Measuring decision-making improvement. Part 1 — resources.

What does it mean to improve the decision-making process? Let’s break this down and become a more aware decision-maker.

ne can find a lot of information about decision-making and how to improve the process. We wanted to structure some of this information and decided to start with an important question — What are we actually improving? And later it would be good to know how to measure the improvement, right?

Decision-making can take various forms, from a simple selection of two alternatives to complex analysis and definition of innovative solutions. The same approach cannot be copy-pasted every time a decision needs to be made. However, decision-making is a process, and as such, can be improved. But there should be a measurement for this.
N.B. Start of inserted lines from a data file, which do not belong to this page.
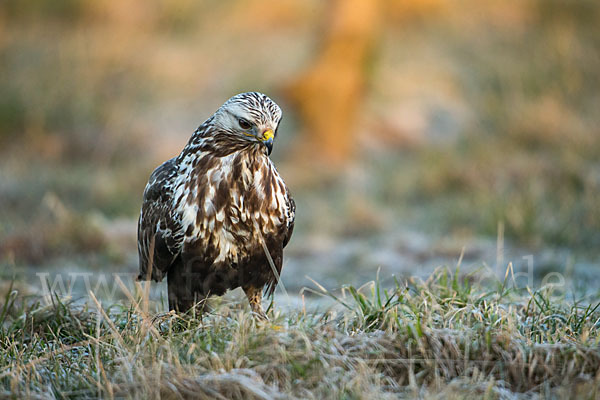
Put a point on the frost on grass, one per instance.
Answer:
(440, 338)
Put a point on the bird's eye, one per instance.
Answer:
(244, 124)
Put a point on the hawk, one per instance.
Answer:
(218, 216)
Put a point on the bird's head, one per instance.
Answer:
(251, 117)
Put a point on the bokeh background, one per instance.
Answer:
(414, 131)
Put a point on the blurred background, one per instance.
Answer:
(413, 131)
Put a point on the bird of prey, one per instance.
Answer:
(218, 216)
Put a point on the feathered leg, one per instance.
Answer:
(254, 295)
(182, 296)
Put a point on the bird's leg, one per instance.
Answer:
(254, 296)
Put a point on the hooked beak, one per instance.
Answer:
(267, 139)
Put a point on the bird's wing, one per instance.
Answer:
(160, 232)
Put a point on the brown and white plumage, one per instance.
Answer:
(207, 212)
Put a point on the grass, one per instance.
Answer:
(447, 336)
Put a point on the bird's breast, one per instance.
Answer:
(227, 207)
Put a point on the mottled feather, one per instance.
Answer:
(206, 212)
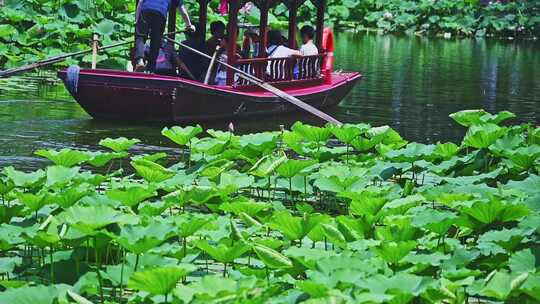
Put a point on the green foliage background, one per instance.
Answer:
(35, 29)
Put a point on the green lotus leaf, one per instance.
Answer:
(235, 180)
(468, 118)
(120, 144)
(6, 186)
(33, 295)
(64, 157)
(262, 143)
(411, 153)
(394, 252)
(385, 135)
(67, 197)
(139, 239)
(100, 159)
(34, 202)
(222, 252)
(105, 27)
(59, 175)
(209, 145)
(203, 194)
(24, 180)
(434, 259)
(188, 224)
(314, 290)
(351, 228)
(524, 158)
(293, 167)
(244, 205)
(150, 171)
(213, 288)
(182, 136)
(294, 227)
(346, 133)
(271, 258)
(312, 133)
(214, 169)
(334, 235)
(152, 208)
(90, 219)
(435, 220)
(522, 261)
(159, 280)
(446, 150)
(483, 136)
(367, 203)
(505, 144)
(488, 212)
(267, 165)
(9, 212)
(132, 195)
(8, 264)
(307, 256)
(294, 142)
(399, 284)
(501, 285)
(532, 286)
Process optimization theory defines various measurements. Those typically used define improvement as:

  • the process consumes fewer resources on its input
  • the quality of the final product is increased (due to the use of improved methods)
  • or both, which is the ideal case

OK, so it is resources and quality. What does it mean in decision-making? Let’s break down these components, we will start from the input side.

Time

The decision-making process consumes several types of resources. First, it is time. It is probably the most precious resource as it cannot be recovered, stored for later, or borrowed from elsewhere.
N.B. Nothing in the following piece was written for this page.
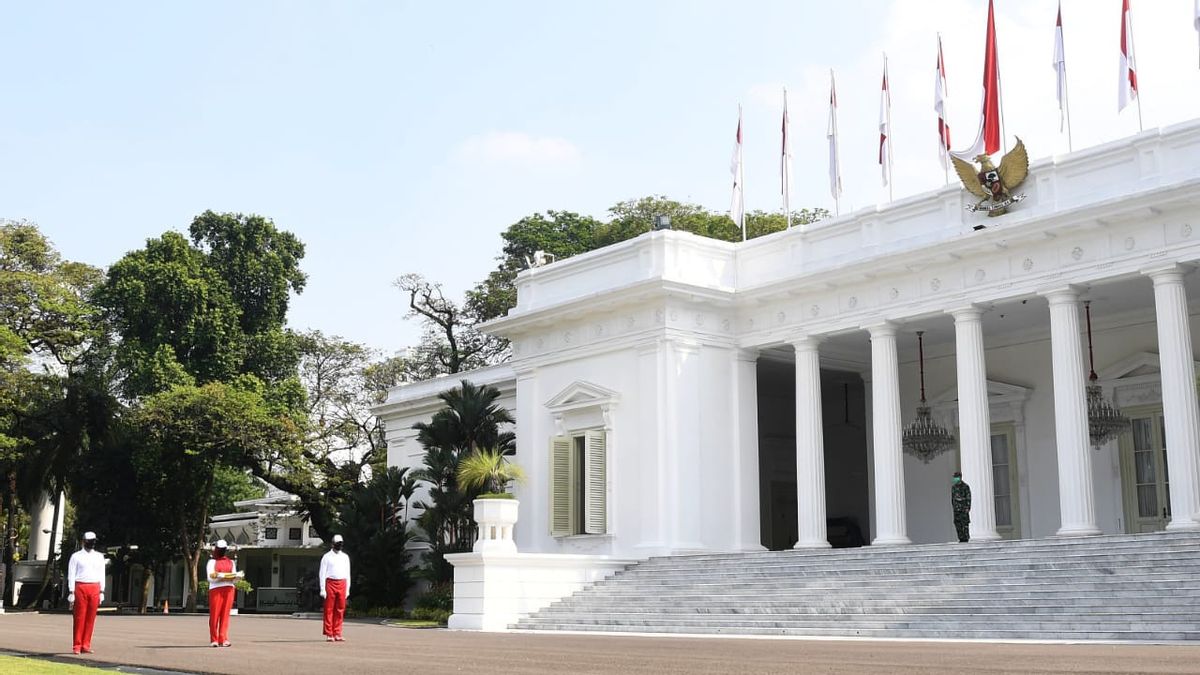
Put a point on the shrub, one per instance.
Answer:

Measuring the time used to make a decision should include not only the length of the process but also the number of people included. In the end, if two persons are thinking about something for an entire day, two working-days are consumed in total.
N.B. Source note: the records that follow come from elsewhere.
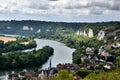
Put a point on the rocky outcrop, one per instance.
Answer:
(26, 28)
(101, 35)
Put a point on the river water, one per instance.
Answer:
(62, 54)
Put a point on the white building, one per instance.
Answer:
(101, 35)
(26, 28)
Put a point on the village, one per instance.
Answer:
(99, 62)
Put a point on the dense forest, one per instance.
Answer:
(15, 60)
(19, 44)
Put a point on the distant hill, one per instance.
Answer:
(48, 29)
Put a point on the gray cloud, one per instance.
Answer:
(53, 0)
(63, 7)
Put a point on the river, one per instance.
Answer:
(62, 54)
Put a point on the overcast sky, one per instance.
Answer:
(60, 10)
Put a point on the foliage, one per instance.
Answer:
(14, 60)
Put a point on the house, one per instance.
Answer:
(13, 76)
(116, 45)
(90, 50)
(84, 58)
(109, 65)
(90, 33)
(68, 66)
(101, 35)
(103, 52)
(26, 28)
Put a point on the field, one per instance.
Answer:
(6, 39)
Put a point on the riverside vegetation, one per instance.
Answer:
(65, 32)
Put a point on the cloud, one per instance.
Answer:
(61, 7)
Another important addition to measuring time is the cost of missed opportunities. In legislation, there is a term describing ceased profits — lost profits resulting from damage, destruction (…) of productive assets. Time is definitely a productive asset. If we are wasting it, we are potentially missing opportunities that we could achieve otherwise. Spending two days thinking about a decision that could take only a single day, in a monetary value, means not only wasting one day of salary but also wasting profits that could be produced during that day.

How time is related to the final quality of the decision? More time is better, but it is not a simple linear relation. At the beginning of the process, quality grows, but later the growth is weaker until a certain threshold, where more time will not add additional quality. In worst-case scenarios, the quality can even decline. This happens when we believe adding more analysis will help us make the best decision, but instead, we feel overwhelmed and confused with added information. This usually ends by picking an option that felt right at the very beginning of the process or a deadlock and no decision at all.

Time vs. decision quality
Time vs. decision quality
After a certain point, we are just losing time — thinking and analyzing but not adding any quality to the final decision or even decreasing it.

Information

Information, or knowledge, is the second resource the decision-making process requires. No matter how long we think, if we have no information input, we will not be able to decide. In fact, the lengthy time is usually the effect of analyzing information and turning it into knowledge.

We need information at every stage of decision-making: definition of the problem, brainstorming viable solutions, and evaluating them. Here the correlation to quality is similar to the case of time — the more, the better. It looks like a logarithmic function — the quality of the decision grows rapidly with the new information we have, but later the growth rate slows down. The reason is simple. More information requires more analysis. We tend to analyze simple and available information first. These are structured data that require minimal interpretation — numbers like sales results, percentages, or basic opinions (recommended; not recommended). But most data around us is unstructured, which means it requires prior categorization and interpretation. The more information we invite to the equation, the more effort it will take to analyze. And more chances to commit a mistake! Also, more information means more costs — in time, if we only need to analyze it or in money, if we need to source it externally.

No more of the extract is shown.